Question

A man in a boat A, the mass of which is m1= 250kg, pulls a rope with a force of F= 200N.
Case1 the other end of the rope is tied to a tree on the shore,
Case2 the other end to a boat B having a mass of 200 kg.
Find in both cases the velocity of boat A at the end of the third second.
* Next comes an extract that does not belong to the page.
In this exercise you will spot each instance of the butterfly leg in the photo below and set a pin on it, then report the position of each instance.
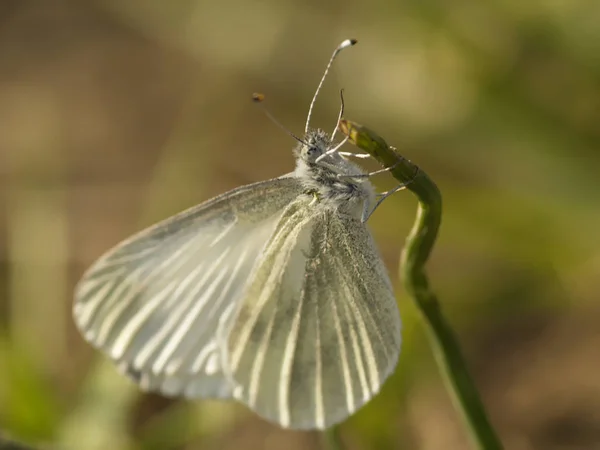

What is the work done in this time and what is the power developed by the man in both cases at the end of the third second?

Answer 1

Hint: In order to solve the question, we will use the formula of acceleration, work done, force and power .so that we can answer all the subparts asked in the question we will solve both cases together so as make the question simply as we can compare and use the common quantities.

Formula Used:
$a = \dfrac{v}{t}$
V refers to velocity
t refers to time
a refers to acceleration
$F = ma$
F refers to force
m refers to mass
a refers to acceleration
$W = \dfrac{1}{2}m{v^2}$
W refers to work done
m refers to mass
v refers to velocity
$P = Fv$
P refers to power
F refers to force
v refers to velocity

Complete step by step answer:
We will solve both the cases to compare the situation simultaneously for the question we have to find the velocity, work done and the power.
In the question we are given
Boat A of Mass m1 = 250 kg pull a rope with force F=200 N
While boat B is of mass m=150 kg
We are given two cases
Case1 says boat A is pulling a tree
Case2 says boat A is pulling a boat B
In both the cases the acceleration of the boat A will be same that we can find using the formula
$F = ma$
$a = \dfrac{F}{{m_1}}$
Substituting the F and m1
$a = \dfrac{{200}}{{250}}m{s^{ - 2}}$
$a = \dfrac{4}{5}m{s^{ - 2}}$
$a = 0.8{\text{ }}m{s^{ - 2}}$
Hence acceleration of boat A is $0.8{\text{ }}m{s^{ - 2}}$
And the velocity of Boat A will also be same by using the formula
$a = \dfrac{v}{t}$
$v = at$ ……. (1)
$a = \dfrac{F}{{m_1}}$
Substituting value of a in equation 1
$v = \dfrac{{F \times t}}{{m_1}}$
t is given in question as 3 second
$v = \dfrac{{200 \times 3}}{{250}}$
$v = 2.4{\text{ m}}{{\text{s}}^{ - 2}}$
Hence we will name it as ${v_1}$
${v_1} = 2.4{\text{ m}}{{\text{s}}^{ - 2}}$
By using we will find velocity of boat b
${v_2} = \dfrac{{F \times t}}{{m2}}$
t is given in question as 3 second
${v_2} = \dfrac{{200 \times 3}}{{150}}$
${v_2} = 4{\text{ m}}{{\text{s}}^{ - 2}}$
The work done by man in first case
${W_1} = \dfrac{1}{2}{m_1}{(v_1)^2}$
Substituting value of $v_1$ and $m_1$
${W_1} = \dfrac{1}{2}250{(2.4)^2}$
${W_1} = 720{\text{ Nm}}$
The work done by man in second case
${W_2} = \dfrac{1}{2}{m_1}{(v_2)^2} + \dfrac{1}{2}m_2{(v_2)^2}$
Substituting value of $v_2$, $m_2$ and $m_1$
${W_2} = \dfrac{1}{2}250{(4)^2} + \dfrac{1}{2}150{(4)^2}$
${W_2} = {\text{ 3200Nm}}$
Now we will find the power for both the cases using the formula
$P = Fv$
First case
${P_1} = F{v_1}$
Substituting the values, we will get
${P_1} = (200 \times 2.4)W$
${P_1} = 480{\text{ }}W$
Second case
${P_2} = F({v_1} + {v_2})$
Substituting the values, we will get
${P_2} = (200 \times 6.4)W$
${P_2} = 1280{\text{ }}W$
Hence, the answers are
 ${v_1} = 2.4{\text{ m}}{{\text{s}}^{ - 2}}$
${v_2} = 4{\text{ m}}{{\text{s}}^{ - 2}}$
${W_1} = 720{\text{ Nm}}$
${W_2} = {\text{ 3200Nm}}$
${P_1} = 480{\text{ }}W$
${P_1} = 1280{\text{ }}W$

Note: Many of the people will make the by note using the correct formula. It is very important that in work done and power we have to use these formulas to get to the answer along with we have to take care of the unit of measurement so as to avoid any confusion in the answer.